Certes, il est ridicule de se lamenter sur la perte de la couleur locale, quand cette couleur n’est qu’une rouille de misère et d’ignorance. Mais je voudrais qu’on pût choisir parmi les prétendus bienfaits de la civilisation, par exemple accepter les chemins de fer, les bons tissus, les meubles commodes, et repousser la redingote noire, infiniment moins appropriée au climat que les tuniques flottantes, légères et de couleur claire. On ne m’ôtera pas de l’esprit que les rues couvertes du vieux bazar, avec les boutiques fraîches dans le clair-obscur, ne soient plus agréables à fréquenter que telle bâtisse à l’européenne, où les marchandises et les chalands cuisent correctement derrière la vitre brûlante des magasins.

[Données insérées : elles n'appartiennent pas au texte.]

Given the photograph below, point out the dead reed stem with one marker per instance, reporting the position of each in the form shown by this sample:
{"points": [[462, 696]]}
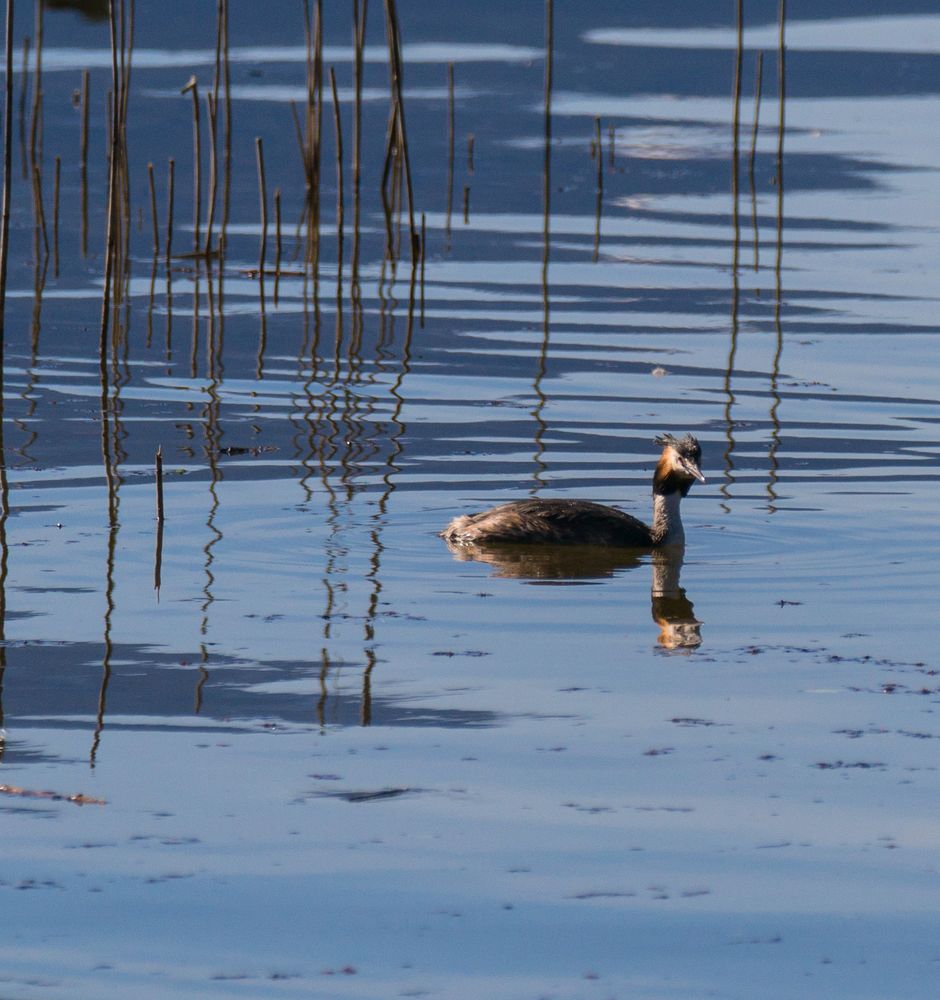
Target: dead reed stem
{"points": [[263, 196], [758, 86], [450, 145], [192, 87], [312, 133], [153, 209], [277, 242], [340, 207], [359, 34], [35, 131], [40, 213], [57, 180], [24, 89], [226, 135], [395, 67], [160, 512], [423, 255], [171, 164], [211, 115], [7, 179]]}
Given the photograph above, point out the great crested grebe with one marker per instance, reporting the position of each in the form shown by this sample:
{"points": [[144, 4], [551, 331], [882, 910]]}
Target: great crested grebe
{"points": [[580, 522]]}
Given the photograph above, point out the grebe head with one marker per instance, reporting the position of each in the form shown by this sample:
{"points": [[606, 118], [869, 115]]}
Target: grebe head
{"points": [[678, 465]]}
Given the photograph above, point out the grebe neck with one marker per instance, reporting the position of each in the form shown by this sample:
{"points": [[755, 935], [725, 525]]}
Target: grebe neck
{"points": [[667, 523]]}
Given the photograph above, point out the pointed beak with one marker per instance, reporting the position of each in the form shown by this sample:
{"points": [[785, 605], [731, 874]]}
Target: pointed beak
{"points": [[693, 470]]}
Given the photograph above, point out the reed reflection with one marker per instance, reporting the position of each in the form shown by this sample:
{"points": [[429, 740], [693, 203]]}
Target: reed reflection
{"points": [[671, 610]]}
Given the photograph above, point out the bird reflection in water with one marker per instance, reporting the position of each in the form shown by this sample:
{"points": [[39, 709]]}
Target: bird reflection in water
{"points": [[671, 609]]}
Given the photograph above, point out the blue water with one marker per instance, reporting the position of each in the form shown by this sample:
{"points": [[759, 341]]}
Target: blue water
{"points": [[328, 757]]}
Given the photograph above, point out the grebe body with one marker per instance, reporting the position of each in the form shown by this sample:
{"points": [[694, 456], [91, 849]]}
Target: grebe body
{"points": [[581, 522]]}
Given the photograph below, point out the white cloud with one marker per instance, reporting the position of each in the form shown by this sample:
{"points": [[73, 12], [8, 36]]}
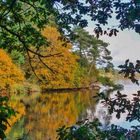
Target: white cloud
{"points": [[125, 45]]}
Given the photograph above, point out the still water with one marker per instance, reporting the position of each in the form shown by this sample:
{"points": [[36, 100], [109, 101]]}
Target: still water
{"points": [[45, 113]]}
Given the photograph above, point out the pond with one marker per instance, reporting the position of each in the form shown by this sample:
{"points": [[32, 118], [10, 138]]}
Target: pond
{"points": [[46, 112]]}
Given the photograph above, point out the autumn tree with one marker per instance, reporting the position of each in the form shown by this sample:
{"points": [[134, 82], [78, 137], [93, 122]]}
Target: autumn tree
{"points": [[10, 74], [59, 69]]}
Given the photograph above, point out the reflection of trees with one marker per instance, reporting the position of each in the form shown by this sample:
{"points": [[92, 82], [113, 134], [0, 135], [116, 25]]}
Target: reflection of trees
{"points": [[49, 112]]}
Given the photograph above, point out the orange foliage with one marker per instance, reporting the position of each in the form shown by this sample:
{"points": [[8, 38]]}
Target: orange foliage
{"points": [[63, 64], [10, 74]]}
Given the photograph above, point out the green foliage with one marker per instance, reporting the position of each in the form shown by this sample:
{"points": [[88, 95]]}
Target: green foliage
{"points": [[5, 113]]}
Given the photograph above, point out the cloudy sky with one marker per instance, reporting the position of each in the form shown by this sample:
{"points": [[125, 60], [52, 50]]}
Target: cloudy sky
{"points": [[125, 45]]}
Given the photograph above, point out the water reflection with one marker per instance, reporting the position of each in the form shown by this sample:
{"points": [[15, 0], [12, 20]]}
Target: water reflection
{"points": [[47, 112]]}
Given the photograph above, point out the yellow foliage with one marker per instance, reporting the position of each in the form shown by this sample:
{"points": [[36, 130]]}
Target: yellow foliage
{"points": [[10, 74], [20, 109], [63, 65]]}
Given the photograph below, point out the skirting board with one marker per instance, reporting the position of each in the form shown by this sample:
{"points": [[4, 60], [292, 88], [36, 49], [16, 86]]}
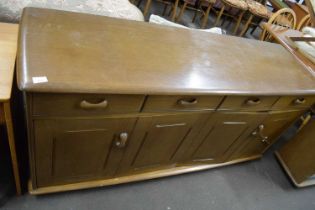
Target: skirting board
{"points": [[287, 170], [132, 178]]}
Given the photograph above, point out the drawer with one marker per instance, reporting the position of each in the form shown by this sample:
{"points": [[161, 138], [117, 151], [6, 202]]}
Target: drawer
{"points": [[45, 104], [181, 103], [294, 102], [248, 103]]}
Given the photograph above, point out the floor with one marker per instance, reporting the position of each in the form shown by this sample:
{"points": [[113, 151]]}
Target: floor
{"points": [[255, 185]]}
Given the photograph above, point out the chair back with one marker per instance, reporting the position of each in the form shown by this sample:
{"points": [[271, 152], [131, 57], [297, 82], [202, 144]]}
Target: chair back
{"points": [[306, 21], [283, 18]]}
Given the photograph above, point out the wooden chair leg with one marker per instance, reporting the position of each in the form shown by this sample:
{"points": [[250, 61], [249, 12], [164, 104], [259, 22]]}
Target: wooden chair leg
{"points": [[253, 29], [146, 8], [175, 10], [206, 17], [246, 25], [195, 15], [9, 125], [181, 12], [219, 16], [238, 22], [139, 3]]}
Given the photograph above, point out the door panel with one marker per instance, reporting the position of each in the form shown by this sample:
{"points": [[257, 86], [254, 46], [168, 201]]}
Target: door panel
{"points": [[71, 150], [273, 125], [221, 134], [161, 140]]}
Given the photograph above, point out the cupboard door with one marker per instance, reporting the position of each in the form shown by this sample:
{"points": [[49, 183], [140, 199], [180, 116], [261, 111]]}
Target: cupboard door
{"points": [[161, 140], [220, 135], [71, 150], [266, 133]]}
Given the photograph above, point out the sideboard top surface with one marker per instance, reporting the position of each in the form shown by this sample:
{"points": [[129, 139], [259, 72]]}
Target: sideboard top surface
{"points": [[80, 53]]}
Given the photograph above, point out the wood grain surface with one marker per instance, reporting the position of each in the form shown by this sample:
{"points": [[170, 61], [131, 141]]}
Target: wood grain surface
{"points": [[80, 53]]}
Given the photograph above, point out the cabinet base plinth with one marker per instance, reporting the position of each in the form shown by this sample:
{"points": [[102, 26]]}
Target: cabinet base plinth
{"points": [[305, 183], [133, 178]]}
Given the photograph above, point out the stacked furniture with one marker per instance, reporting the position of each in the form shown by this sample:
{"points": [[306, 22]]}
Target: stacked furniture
{"points": [[110, 101], [8, 45]]}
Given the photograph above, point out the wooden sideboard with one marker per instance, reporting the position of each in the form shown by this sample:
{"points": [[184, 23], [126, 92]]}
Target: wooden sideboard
{"points": [[297, 156], [110, 101]]}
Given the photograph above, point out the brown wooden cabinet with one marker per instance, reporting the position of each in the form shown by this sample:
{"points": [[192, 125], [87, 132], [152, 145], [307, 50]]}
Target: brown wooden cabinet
{"points": [[105, 106], [266, 133], [297, 156], [162, 140], [221, 134], [70, 150]]}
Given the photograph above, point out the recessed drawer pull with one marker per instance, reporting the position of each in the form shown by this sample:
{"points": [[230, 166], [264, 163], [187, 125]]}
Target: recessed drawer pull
{"points": [[87, 105], [170, 125], [122, 140], [259, 132], [253, 102], [299, 101], [187, 102]]}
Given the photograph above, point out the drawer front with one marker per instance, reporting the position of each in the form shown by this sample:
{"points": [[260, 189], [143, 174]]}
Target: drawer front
{"points": [[294, 102], [181, 103], [248, 102], [84, 104]]}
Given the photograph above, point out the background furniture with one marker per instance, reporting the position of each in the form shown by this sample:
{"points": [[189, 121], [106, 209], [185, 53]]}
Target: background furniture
{"points": [[283, 18], [280, 35], [255, 9], [241, 7], [299, 10], [174, 4], [8, 45], [99, 117], [305, 21], [297, 156]]}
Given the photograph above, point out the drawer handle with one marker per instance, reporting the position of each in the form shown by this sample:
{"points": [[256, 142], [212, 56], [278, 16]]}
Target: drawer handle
{"points": [[253, 102], [299, 101], [185, 102], [122, 140], [259, 132], [87, 105]]}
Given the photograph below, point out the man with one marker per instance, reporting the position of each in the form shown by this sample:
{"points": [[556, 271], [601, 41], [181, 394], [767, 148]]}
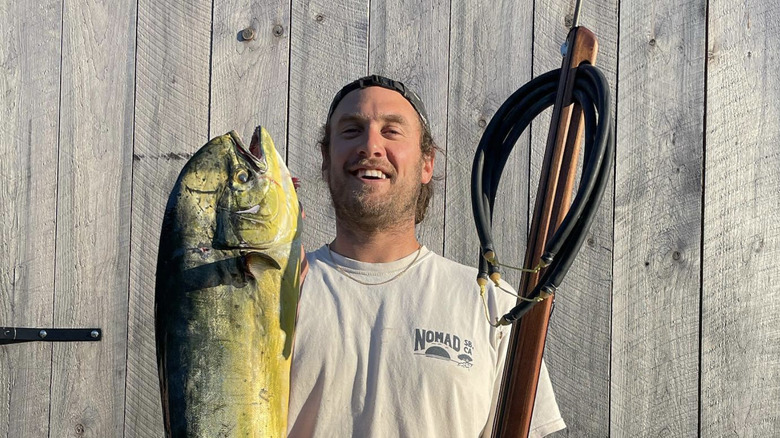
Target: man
{"points": [[392, 339]]}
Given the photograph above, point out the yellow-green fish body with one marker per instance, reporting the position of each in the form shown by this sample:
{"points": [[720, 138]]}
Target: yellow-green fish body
{"points": [[227, 291]]}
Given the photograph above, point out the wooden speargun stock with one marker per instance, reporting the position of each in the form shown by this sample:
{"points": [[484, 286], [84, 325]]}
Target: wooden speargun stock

Salonique. — Vue générale.


Salonique a vu, en 1876, notre consul assassiné par des fanatiques aux pieds d’un gouverneur impuissant ou complice. De pareils actes de sauvagerie démontrent la fragilité de l’équilibre maintenu par la conquête ottomane: les haines de race et de religion ne sont qu’assoupies: il suffit d’une étincelle pour les rallumer. Musulmans et chrétiens, rapprochés par des relations quotidiennes, ne peuvent pas toujours se dévorer; mais, au fond, les esprits n’ont point avancé d’une ligne. Si l’on est forcé de se supporter, les motifs de s’égorger subsistent. Maintenant tout est calme; mais il est instructif, en parcourant ces rues paisibles, de se rappeler l’éruption récente et de suivre à la trace la lave refroidie. Les volcans aussi, quand ils sommeillent, se couvrent de vignes et de fleurs. Telle est la péninsule des Balkans: elle a des cratères un peu partout, en Bulgarie, en Serbie, au Monténégro, en Macédoine: personne ne peut jamais prédire, six mois à l’avance, de quel côté jaillira la flamme.

La plupart des Albanais que l’on voit à Salonique ressemblent à des fauves apprivoisés; — admirables, du reste, pour tous les métiers où il faut parader sans rien faire. La profession qu’ils recherchent le plus est celle de cavvas. Non seulement les consuls, mais tous les personnages un peu notables, ont à leurs ordres deux ou trois superbes gaillards, à l’air martial, à la démarche imposante, portant avec désinvolture la veste soutachée, la fustanelle et l’immense ceinture où tremblent les pistolets et les yatagans. Mais la présence des Albanais sur le littoral n’est qu’un accident; c’est dans leurs montagnes qu’il faut les voir à l’état sauvage.

On s’étonne de rencontrer si peu de Grecs; ils sont tout au plus vingt mille. Cependant cette petite phalange tient dans ses mains le dernier anneau de la chaîne qui réunit le présent au passé. Je tâche de démêler dans leurs traits l’hérédité d’un sang illustre; mais on y perdrait sa peine. Les premiers, ils ont adopté le costume européen, qui leur ôte, au moins pour les yeux, toute nuance d’originalité. Leur goût, franchement moderne, se comprend très bien: la tradition qu’ils invoquent est si reculée, qu’elle ne peut s’exprimer par aucun signe visible. On ne les conçoit pas portant le pallium grec ou la toge romaine. Toute leur force réside dans des abstractions: des souvenirs, une langue, une religion.

Pour devenir les courtiers de l’Europe, les habitants de Salonique doivent être d’abord ceux de la péninsule des Balkans. Avant d’être international, il faut être de son pays. Marseille a derrière elle la France; Gênes a l’Italie; Trieste a l’Autriche; et si Liverpool n’avait pas Manchester, ce port ne serait pas devenu l’entrepôt du monde.

Derrière les rivalités ardentes, les conflits et les guerres, la civilisation poursuit son travail souterrain. Voyez le chemin de fer, dont personne au dernier moment ne voulait: ni les Serbes, qui le trouvaient trop cher; ni les Autrichiens, qui redoutaient l’invasion des produits anglais; ni les Turcs, qui appréhendaient avec plus de raison les visites de leurs bons alliés d’Europe; on l’a construit cependant, et, si invraisemblable que cela paraisse, il fonctionne. Il est pour vous, gens de Salonique, l’instrument, le symbole et le gage de la résurrection de votre péninsule.